Review using Mitsubishi 380
The fall of the local production of the Mitsubishi 380 is the result of a common disease in the car industry – believing in your own hype. When sitting down to build the next-generation Mitsubishi Magna, marketers convinced themselves their new car was much better than the old one that deserved a new name.
So after more than 20 years of building a great reputation for Magna, the name was dropped and replaced with a number. Mitsubishi 380 was born, staggered for a few years, then quietly went to sleep. Thus weakening the local heavy industry of Australia and consuming a lot of work.
The Mitsubishi 380 is a great machine that is worth considering as a used car. The value has dropped because people are worried about orphans, but spare parts are still available and there, there is no shortage of mechanics who know the way around the Mitsubishi 380.
Although the 380 is based on the design of Mitsubishi USA / Japan, many changes have been made to suit Australian road conditions, as well as the tastes of local drivers.
Interior room is a big feature of the Mitsubishi 380, with space and comfort both above average in the back seat. Access to the backseat is easy and this is a genuine family machine for the teenage children of life. The cabin styling is pleasing to the eye and is likely to remain forever.
Handling is good, all more so when you remember this is a big front-wheel drive machine family, not a sports car. Traction is high and the car usually has a neutral feeling until the road limit is reached above the average.
Mitsubishi 380’s 3.8-liter V8 engine is an extended version of the 3.5-liter unit used in Magna. Having good torque within easy rotation and long-distance travel is a specialty of the vehicle.
Most engines sit in conjunction with a five-speed automatic transmission, but Mitsubishi continues to offer a 5-speed manual gearbox on a number of variants.
The disappointing sales from the start led to the introduction of the Mitsubishi 380 Series 2 just six months after the launch of the original model in October 2005. Prices have dropped, with the range starting at $ 7000 on the initial models. did a lot for those who bought the first cars, but is good news for those who buy used cars.
A special model called the Mitsubishi 380 Platinum Edition was launched in October 2006. Based on the Mitsubishi 380 SX, Platinum comes with a sunroof supported, rear parking assist, and side spoiler. back and Bluetooth connection. It can be identified by the platinum-colored grille and rear bumper inserts, as well as by the Platinum Badge badges.
The simple and good underbonnet layout means you can do a bit of your own service and repair work. As always, we recommend leaving items safe for professionals and having a workshop guide to research before starting work.
Insurance costs are usually in the lower quarter of the scale. We have seen some companies charge extra for Mitsubishi 380 GT compared to standard models. This probably reflects the type of buyer who is attracted to the car, but keep in mind that there is no additional engine performance compared to the standard 380.
WHAT ARE YOU LOOKING FOR
Some 380 will start their day on car rental teams and can have a hard life. Look for signs of seat, rug and other damage caused by careless use. Don’t forget to check the boot as well as the cabin.

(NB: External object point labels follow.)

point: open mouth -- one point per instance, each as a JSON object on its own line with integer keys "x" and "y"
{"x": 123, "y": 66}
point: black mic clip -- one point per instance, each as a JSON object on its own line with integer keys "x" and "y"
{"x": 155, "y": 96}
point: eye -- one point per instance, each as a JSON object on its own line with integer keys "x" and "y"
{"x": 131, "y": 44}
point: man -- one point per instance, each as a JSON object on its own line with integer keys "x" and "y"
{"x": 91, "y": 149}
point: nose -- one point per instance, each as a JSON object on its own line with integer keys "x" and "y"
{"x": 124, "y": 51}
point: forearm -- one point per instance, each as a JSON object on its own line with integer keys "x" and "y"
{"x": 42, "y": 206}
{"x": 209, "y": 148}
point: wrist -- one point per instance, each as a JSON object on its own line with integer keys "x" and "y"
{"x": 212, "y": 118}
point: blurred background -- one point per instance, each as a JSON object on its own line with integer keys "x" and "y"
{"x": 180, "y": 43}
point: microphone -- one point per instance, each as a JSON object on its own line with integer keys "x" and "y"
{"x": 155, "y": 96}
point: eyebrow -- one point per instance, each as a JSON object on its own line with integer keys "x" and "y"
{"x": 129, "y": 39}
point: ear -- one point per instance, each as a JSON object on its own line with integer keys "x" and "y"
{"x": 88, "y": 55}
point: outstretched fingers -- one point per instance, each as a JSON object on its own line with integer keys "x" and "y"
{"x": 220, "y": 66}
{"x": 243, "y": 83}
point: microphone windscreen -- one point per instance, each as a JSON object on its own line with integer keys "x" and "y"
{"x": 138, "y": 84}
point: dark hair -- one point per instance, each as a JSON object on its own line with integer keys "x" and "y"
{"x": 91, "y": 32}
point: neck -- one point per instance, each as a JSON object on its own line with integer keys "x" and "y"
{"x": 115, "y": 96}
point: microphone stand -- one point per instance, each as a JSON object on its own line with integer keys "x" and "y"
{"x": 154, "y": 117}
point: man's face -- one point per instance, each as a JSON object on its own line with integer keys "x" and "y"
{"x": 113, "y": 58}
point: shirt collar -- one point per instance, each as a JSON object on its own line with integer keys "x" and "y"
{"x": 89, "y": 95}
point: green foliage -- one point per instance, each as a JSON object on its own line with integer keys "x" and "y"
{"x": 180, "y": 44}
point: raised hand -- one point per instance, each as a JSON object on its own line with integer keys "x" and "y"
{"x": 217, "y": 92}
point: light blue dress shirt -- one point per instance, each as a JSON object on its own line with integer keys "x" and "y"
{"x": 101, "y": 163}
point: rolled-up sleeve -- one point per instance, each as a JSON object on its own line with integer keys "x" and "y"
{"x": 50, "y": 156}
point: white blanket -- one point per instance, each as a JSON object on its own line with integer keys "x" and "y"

Check the top of the dashboard and the rear parcel shelf for discoloration, or cracking, of plastic due to frequent exposure to sunlight.
Looking and feeling the front tire for uneven wear, this could mean front suspension problem or maybe just a wheel has been misaligned from the alignment. Play it safe if there’s the slightest doubt.
Make sure the engine starts fast and does not work smoothly for a few seconds after starting.
Look for smoking in the exhaust, especially after the engine is working hard after it has been inactive for a while.
The automatic transmission problems that have been plagued Magna for years seem to have brought to the new 380. However, watch out for a device that automatically switches gears when it’s not needed, or suddenly switches to neutral for no reason.
Make sure the brakes pull the car up in a straight line and the ABS system sends a beat through the pedal when the brakes are very hard. Don Weather forgot to test your mirror before doing these tests.
Rust is usually not a problem but a car that has been badly repaired after a crash can have some trouble. If you suspect a major accident has been overcome, they have to pay to have a specialist fully inspect the vehicle.